Many answers here will tell you how to check for specific MITM attacks, which I believe is not the point.
A MITM doesn't mean the attacker will try to decipher your data stream and present you with a different key/fingerprint. He is just a node between you and your destination host.
There are many ways to get into a MITM situation, each can be prevented by proper network administration, all the nodes between you and your destination host should be secured. Each network should be designed to resist to every MITM possible, including abusing routing protocols, ARP spoofing, DNS spoofing, simply installing a physical bridge, etc.
In order to achieve security, being caught in a MITM attack should not matter, you cannot rely on trust and luck and you cannot control the internet, you have to assume you are on a hostile environment unless proven secure by a proper audit.
Using secure protocols like TLS, SSH and potentially IPSec, can make your network more secure, authenticate and crypt your data. However it's always vulnerable at some point and most of the time it comes from either a misconfiguration or a flaw in the protocol/implementation itself.

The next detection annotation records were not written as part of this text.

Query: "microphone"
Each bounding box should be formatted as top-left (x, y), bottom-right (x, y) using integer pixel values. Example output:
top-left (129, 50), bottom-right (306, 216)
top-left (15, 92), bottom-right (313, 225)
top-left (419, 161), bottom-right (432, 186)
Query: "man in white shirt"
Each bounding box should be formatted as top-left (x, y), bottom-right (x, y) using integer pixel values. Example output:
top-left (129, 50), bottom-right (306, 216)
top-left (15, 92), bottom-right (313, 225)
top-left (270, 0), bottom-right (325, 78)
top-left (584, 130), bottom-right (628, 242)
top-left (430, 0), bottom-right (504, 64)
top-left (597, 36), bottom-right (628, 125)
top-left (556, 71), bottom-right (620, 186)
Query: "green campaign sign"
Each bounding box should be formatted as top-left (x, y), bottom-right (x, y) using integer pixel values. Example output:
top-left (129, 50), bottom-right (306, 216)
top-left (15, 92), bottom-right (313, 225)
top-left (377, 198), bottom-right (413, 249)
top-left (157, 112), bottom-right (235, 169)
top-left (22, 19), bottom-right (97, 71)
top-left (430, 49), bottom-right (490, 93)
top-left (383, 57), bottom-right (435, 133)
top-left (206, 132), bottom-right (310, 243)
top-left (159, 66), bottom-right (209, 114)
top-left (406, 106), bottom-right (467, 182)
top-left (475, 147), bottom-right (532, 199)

In short, don't detect MITM, but instead:
- Secure your LAN or ask someone to do it
- Set up secure tunneling protocols to access secure distant networks and systems
Detecting MITM is possible but it's related to what you use, port security for CISCO IOS or just using SNORT on any Unix box. You can't possibly get an exhaustive list, it just match a given situation and besides, attackers are always creative enough to find something you didn't think about, so refer to my 2 above advices.